Beirut: A war monitor said at least six pro-Iran fighters were killed Monday in Israeli strikes in Syria near the Lebanese border, in an area where Lebanon’s powerful Hezbollah group holds sway.
The Syrian Observatory for Human Rights said “Israeli strikes targeted two positions of pro-Iran groups in the Homs region,” including “a Hezbollah site in the Qusayr area” near the border where “six Iran-backed fighters were killed.”
The Observatory did not specify their nationalities.
A Hezbollah source told AFP that at least one fighter from the group was killed in Israeli strikes in the Qusayr area.
Israel rarely comments on individual strikes in Syria but has repeatedly said it will not allow its arch-enemy Iran to expand its presence there.
On Saturday, the Observatory said an Israeli drone strike near the Lebanese border targeted a vehicle carrying “a Hezbollah commander and his companion,” without reporting casualties.
Hezbollah did not announce any deaths among its ranks on Saturday.
On May 9, Israeli strikes on Syria targeted facilities belonging to Iraq’s Al-Nujaba armed movement, the Observatory and the pro-Iran group said, with Damascus saying an unidentified building was attacked.
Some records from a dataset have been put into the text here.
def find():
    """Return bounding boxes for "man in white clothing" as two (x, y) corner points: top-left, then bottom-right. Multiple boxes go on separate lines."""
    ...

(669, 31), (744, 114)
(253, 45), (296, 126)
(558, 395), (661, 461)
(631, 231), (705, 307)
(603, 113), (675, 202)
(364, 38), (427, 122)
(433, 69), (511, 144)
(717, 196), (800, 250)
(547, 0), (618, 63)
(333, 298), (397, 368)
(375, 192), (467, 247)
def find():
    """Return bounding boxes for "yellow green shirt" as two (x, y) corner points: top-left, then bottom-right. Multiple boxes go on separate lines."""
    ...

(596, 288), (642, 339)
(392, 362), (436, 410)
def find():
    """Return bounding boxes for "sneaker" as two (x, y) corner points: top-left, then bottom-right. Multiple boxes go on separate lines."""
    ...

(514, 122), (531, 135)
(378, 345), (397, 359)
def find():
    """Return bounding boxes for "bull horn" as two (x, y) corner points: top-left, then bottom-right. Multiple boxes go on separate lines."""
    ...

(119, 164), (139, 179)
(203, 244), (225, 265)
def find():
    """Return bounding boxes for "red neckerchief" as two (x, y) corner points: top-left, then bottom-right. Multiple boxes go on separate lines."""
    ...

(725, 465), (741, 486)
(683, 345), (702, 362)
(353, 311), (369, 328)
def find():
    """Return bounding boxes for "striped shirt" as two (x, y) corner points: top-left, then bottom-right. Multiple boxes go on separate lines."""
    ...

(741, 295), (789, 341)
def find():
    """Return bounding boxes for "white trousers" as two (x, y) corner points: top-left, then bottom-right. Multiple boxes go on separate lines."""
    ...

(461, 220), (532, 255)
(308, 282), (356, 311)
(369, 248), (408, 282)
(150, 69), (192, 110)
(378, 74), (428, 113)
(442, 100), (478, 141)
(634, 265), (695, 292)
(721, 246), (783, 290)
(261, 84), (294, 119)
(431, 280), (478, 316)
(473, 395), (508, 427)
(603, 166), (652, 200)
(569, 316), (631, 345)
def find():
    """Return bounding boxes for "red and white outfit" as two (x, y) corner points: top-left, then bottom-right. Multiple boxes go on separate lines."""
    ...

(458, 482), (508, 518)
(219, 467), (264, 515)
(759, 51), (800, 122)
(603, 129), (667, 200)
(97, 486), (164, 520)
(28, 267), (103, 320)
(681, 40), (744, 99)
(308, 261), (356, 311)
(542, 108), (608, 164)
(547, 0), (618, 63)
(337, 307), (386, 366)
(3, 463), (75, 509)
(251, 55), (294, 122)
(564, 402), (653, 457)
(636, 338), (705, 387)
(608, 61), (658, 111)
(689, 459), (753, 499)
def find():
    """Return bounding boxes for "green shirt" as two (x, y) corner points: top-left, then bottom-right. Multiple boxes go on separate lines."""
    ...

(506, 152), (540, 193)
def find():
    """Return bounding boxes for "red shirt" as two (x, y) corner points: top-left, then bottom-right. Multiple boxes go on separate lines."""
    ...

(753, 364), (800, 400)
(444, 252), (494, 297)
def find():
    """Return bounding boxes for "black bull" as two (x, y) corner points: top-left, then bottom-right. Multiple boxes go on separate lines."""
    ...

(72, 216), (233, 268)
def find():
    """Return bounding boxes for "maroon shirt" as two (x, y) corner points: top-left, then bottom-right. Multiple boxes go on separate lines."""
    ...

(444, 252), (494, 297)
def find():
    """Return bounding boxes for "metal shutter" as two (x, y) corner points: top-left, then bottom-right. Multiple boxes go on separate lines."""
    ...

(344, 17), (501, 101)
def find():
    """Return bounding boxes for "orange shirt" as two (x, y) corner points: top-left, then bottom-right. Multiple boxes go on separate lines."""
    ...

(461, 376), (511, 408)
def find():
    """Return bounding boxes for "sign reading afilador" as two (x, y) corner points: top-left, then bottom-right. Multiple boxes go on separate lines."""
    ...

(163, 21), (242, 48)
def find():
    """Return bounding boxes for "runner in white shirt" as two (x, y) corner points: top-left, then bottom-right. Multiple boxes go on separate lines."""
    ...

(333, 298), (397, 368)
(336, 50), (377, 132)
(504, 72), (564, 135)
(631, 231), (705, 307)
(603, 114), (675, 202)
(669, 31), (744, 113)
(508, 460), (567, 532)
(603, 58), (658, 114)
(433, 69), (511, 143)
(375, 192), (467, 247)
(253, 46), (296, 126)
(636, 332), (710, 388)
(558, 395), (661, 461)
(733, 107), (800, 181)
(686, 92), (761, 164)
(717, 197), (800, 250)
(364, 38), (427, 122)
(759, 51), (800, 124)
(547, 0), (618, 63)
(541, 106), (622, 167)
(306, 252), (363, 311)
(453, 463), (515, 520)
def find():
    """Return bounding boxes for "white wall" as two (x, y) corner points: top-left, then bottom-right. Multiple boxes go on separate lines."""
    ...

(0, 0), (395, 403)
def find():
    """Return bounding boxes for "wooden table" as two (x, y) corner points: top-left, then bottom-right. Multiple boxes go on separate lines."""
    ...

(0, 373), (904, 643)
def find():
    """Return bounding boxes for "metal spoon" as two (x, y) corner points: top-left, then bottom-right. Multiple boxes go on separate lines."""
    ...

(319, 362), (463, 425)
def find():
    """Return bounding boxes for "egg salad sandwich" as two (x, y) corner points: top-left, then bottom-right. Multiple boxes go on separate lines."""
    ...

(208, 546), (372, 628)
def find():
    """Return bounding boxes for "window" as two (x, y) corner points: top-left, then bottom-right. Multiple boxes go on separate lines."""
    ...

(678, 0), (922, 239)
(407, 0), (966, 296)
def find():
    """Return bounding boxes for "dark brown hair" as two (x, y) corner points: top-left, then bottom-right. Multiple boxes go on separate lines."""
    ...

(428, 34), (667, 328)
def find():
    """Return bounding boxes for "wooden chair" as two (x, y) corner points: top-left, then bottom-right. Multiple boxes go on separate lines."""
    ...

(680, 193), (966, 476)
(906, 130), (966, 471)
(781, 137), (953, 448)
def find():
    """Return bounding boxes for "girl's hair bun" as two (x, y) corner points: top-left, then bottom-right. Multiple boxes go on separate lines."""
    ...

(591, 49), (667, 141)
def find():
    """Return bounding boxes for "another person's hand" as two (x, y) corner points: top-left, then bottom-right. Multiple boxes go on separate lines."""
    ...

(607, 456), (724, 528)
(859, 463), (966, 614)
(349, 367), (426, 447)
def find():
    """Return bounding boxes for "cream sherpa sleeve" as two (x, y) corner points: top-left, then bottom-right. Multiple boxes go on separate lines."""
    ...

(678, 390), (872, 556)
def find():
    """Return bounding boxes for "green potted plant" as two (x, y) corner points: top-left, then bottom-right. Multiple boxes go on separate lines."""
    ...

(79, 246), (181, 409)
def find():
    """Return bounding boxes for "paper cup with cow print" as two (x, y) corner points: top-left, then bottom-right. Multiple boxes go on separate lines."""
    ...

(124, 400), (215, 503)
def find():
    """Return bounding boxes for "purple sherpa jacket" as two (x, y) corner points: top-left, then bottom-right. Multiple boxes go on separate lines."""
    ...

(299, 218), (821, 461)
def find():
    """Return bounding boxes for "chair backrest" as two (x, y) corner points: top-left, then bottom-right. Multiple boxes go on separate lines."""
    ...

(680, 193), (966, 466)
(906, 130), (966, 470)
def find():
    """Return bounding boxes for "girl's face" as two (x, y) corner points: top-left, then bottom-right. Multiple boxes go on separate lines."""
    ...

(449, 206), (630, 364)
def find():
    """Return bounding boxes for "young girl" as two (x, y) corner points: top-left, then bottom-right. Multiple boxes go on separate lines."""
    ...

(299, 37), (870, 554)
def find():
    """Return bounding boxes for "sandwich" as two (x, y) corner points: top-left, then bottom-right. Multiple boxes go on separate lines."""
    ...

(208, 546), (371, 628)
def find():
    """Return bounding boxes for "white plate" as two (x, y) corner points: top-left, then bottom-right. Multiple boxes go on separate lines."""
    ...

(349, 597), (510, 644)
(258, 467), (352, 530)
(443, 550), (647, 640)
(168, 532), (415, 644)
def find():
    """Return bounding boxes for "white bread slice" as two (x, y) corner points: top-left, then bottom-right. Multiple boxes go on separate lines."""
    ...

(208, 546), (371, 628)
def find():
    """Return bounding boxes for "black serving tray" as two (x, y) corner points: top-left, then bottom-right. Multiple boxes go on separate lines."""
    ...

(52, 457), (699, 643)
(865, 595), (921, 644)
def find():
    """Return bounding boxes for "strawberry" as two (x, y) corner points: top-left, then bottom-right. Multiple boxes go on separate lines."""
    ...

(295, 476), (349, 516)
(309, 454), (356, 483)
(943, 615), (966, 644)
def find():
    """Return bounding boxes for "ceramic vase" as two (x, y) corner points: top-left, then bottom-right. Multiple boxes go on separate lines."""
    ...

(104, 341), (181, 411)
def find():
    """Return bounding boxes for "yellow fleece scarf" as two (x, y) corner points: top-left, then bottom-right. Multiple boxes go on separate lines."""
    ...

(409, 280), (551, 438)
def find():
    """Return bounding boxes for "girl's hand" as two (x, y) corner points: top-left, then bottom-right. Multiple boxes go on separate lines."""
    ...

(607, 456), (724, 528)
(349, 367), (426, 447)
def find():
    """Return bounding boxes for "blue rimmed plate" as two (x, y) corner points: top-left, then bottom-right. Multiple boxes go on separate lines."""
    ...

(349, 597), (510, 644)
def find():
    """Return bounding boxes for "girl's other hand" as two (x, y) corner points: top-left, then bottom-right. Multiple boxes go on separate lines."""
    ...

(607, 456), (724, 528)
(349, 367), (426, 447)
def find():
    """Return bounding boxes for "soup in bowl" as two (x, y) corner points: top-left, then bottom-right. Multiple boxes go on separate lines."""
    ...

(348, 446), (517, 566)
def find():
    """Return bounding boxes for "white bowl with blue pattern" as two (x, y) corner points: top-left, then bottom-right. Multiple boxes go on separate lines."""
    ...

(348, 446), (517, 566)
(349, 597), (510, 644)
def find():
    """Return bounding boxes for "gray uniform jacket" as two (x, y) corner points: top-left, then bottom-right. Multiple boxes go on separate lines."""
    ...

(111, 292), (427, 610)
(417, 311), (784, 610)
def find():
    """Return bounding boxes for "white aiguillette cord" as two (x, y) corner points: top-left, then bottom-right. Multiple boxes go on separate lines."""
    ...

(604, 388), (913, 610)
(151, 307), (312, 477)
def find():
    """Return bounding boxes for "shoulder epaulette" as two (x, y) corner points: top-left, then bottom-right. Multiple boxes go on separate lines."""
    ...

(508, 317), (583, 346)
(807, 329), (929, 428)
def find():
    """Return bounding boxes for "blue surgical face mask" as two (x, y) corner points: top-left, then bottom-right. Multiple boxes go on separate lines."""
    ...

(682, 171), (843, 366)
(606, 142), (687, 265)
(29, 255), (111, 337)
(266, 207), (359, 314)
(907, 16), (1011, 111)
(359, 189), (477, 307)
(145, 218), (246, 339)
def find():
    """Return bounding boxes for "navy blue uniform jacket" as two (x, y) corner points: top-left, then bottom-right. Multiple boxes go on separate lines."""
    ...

The Israeli military has carried out hundreds of strikes in Syria since the outbreak of the civil war in its northern neighbor in 2011, mainly targeting army positions and Iran-backed fighters including from Lebanon’s Hezbollah group.
But the strikes increased after Israel’s war with Hamas in the Gaza Strip began on October 7, when the Iran-backed Palestinian militant group launched an unprecedented attack against Israel.
Syria’s war has killed more than half a million people and displaced millions more since it erupted in 2011 after Damascus cracked down on anti-government protests.